Dennoch wollen Politik und Verwaltung wie in anderen Städten auch freiwillig 20 Euro pro Schicht bezahlen. Sie sprechen von einer moralischen Verpflichtung, schließlich hätten die Feuerwehrmänner die Arbeit ja geleistet. Mit der Zahlung eines freiwilligen Ausgleichs solle die seit Jahren anhaltende Unzufriedenheit der Beamten beseitigt werden, heißt es. Darin sind sich Politik und Verwaltung einig.

Uneinigkeit herrscht jedoch über den Weg der Auszahlung. Während die CDU den von der Verwaltung mit der Feuerwehr abgestimmten Kompromiss unterstützt, die freiwillige Zahlung, mit der der städtische Haushalt nicht in die rote Zahlen rutschen darf, auf die Jahre 2018 bis 2020 aufzuteilen, preschte die „Ampel“ im Hauptausschuss vor.

„Ampel“: Auszahlung schon 2017

Sie will die komplette Summe bereits im laufenden Haushaltsjahr auszahlen. „Was Du heute kannst besorgen, verschiebe nicht auf morgen“, betonte FDP-Fraktionschef Hubert Cremer. „Wir sind guter Dinge, dass das der Haushalt 2017 hergibt“, erklärte „Ampel“-Sprecher Henner Schmidt (SPD), offenbar mit Blick auf die 2,90 Millionen Euro, die die Stadt via Kreis von der Landschaftsverbandsumlage zurückerhält.

Verlässlich sagen könne man das allerdings noch nicht, betonte Kämmerer Thomas Hissel.

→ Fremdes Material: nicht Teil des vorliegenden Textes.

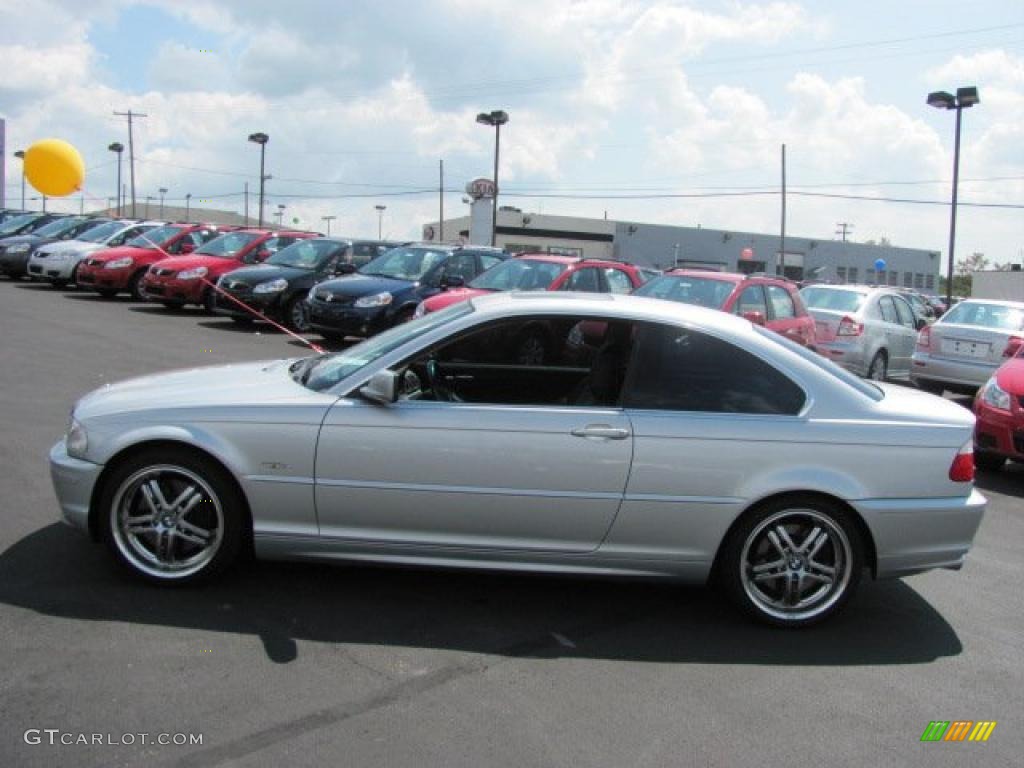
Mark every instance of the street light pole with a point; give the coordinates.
(965, 98)
(261, 139)
(497, 118)
(118, 147)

Ob der Haushalt 2017 tatsächlich ausgeglichen sein wird und damit Spielraum für eine freiwillige Ausgabe ist, werde letztendlich vom Gewerbesteueraufkommen abhängig sein.

Darüber hinaus macht die „Ampel“ zur Bedingung, dass alle 89 betroffenen Feuerwehrleute beziehungsweise deren Erben schriftlich erklären, dass mit der freiwilligen Zahlung der Stadt alle Forderungen wegen der Überschreitung der europarechtlich zulässigen Höchstarbeitszeit abgegolten sind.

Aus Sicht der Verwaltung und der CDU hingegen reicht es, wenn „nahezu 100 Prozent der Betroffenen“ zustimmen. „Wenn wir auf 100 Prozent beharren und nur einer nicht auffindbar ist, kommt die Zahlung nicht zustande und 88 Kameraden schauen in die Röhre“, warnte CDU-Fraktionschef Stefan Weschke. Die letztendliche Entscheidung fällt im Stadtrat am kommenden Donnerstag.